At Indi we are inspired by the many health benefits of indigenous diets for our plant based supplements
Indigenous foods from across the world are packed full of active compounds, phytonutrients, and bioavailable vitamins & minerals. From the immunoregulatory effects of Japanese Reishi Mushrooms, to the adaptogenic stress control benefits of French Rhodiola Rosea - our formulations harness the benefits of these functional foods to support how you live every day.
With rates of chronic disease soaring across the Western world, experts have been looking for answers in populations with dramatically lower incidences of disease and where people are living healthily well into old age.
'BLUE ZONES' - AND WHAT WE CAN LEARN FROM THEM
Blue zones are pockets of populations around the globe that see well above the average number of centenarians, 100+ year olds, than anywhere else. These five zones are Okinawa in Japan, Sardinia in Italy, Loma Linda in California, Ikaria in Greece and Nicoya in Costa Rica.
What are their common lifestyle features and what can we learn from them? They all share a focus on eating fresh local produce with a variety of indigenous plants, roots, nuts and fungi. They eat very little meat, and they have comparatively smaller portion sizes. While diet is considered to be the biggest influencing factor, regular exercise, close social circles and a sense of community all play a role in their enviable lifestyles.
The Hadza people live in Tanzania. They live a traditional way of life as hunter gathers with a diet that has remained largely unchanged from how humans lived and ate for thousands of years. They eat mostly berries, tubers, fruits, honey and some occasional wild caught meat. By foraging for a wide variety of plants and eating nutrient dense fruits like baobab, they consume roughly 100g of fibre per day (compared to the 17-21g per day average in the UK).
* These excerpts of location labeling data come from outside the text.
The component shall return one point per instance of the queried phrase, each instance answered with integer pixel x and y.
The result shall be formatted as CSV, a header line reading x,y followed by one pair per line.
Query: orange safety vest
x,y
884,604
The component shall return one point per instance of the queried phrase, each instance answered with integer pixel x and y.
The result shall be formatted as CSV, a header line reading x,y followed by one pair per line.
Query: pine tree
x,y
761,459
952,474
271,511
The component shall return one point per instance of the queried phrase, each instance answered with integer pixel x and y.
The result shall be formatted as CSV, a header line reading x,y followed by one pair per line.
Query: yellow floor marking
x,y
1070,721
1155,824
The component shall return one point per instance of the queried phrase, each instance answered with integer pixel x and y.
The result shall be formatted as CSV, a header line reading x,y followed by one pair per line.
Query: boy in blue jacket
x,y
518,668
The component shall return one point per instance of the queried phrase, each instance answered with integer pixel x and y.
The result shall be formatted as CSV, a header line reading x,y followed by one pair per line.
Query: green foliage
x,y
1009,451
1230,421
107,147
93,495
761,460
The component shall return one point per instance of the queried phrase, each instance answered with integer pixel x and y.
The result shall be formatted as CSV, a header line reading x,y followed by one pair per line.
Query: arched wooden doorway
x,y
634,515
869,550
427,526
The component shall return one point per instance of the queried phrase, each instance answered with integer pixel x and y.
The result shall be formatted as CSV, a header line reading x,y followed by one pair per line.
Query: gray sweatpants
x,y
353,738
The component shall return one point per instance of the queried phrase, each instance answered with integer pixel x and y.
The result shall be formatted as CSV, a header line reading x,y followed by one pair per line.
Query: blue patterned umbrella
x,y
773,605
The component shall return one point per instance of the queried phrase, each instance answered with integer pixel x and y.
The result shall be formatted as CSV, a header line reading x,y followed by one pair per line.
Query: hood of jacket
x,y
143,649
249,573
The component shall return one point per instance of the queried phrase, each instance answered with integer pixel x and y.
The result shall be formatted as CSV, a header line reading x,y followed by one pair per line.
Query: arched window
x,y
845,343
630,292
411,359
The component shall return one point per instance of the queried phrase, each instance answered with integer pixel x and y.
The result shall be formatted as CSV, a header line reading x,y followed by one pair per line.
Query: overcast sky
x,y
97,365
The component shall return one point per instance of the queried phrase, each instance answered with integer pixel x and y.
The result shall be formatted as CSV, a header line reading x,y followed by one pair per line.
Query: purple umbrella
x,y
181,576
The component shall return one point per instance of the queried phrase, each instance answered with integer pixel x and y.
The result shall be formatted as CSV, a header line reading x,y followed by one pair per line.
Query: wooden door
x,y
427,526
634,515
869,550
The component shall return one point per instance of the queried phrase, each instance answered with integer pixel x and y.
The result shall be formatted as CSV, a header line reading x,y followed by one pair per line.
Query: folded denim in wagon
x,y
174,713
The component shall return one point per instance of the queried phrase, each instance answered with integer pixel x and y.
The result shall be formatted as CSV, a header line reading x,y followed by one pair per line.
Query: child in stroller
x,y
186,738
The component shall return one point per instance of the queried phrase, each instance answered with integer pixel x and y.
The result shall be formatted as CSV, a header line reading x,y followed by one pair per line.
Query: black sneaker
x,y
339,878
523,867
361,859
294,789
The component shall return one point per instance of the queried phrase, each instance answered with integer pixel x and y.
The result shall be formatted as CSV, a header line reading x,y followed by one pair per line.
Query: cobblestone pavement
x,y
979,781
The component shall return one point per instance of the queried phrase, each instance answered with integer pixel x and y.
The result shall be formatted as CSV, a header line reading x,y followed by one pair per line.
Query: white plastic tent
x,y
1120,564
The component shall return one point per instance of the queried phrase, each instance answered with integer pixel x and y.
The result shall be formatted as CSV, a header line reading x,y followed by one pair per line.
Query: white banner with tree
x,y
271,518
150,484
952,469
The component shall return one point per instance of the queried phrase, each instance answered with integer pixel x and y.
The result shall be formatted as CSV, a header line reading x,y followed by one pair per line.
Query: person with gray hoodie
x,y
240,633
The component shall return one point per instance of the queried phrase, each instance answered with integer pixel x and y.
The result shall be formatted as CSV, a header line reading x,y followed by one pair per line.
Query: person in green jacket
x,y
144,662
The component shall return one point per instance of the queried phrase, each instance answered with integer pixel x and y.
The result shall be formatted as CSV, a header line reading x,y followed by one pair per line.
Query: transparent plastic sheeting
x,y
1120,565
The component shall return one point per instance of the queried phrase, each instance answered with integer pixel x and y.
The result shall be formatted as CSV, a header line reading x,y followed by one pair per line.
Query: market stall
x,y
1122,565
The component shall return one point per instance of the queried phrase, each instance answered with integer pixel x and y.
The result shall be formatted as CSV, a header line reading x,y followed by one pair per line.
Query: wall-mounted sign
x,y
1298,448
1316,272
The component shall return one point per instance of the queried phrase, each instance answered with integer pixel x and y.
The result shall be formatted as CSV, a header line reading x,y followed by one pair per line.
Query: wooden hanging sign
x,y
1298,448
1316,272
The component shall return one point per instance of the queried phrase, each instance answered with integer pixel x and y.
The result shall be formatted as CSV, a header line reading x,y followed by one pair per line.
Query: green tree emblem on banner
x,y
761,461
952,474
Researcher Professor Tim Spector (from King's College London) travelled to Tanzania to learn more about this indigenous tribe. He discovered that the Hadza had the most complex spectrums of gut microbiome in the world. And after living and eating with them for just three days, saw a 20% increase in the healthy gut bacteria of his own microbiome, as well as finding new rare strains that promote health and longevity.
The benefits of the Hadza’s indigenous diet - with fresh, unprocessed and varied foods - means they see almost no cases of the chronic diseases that we regard as common in the UK.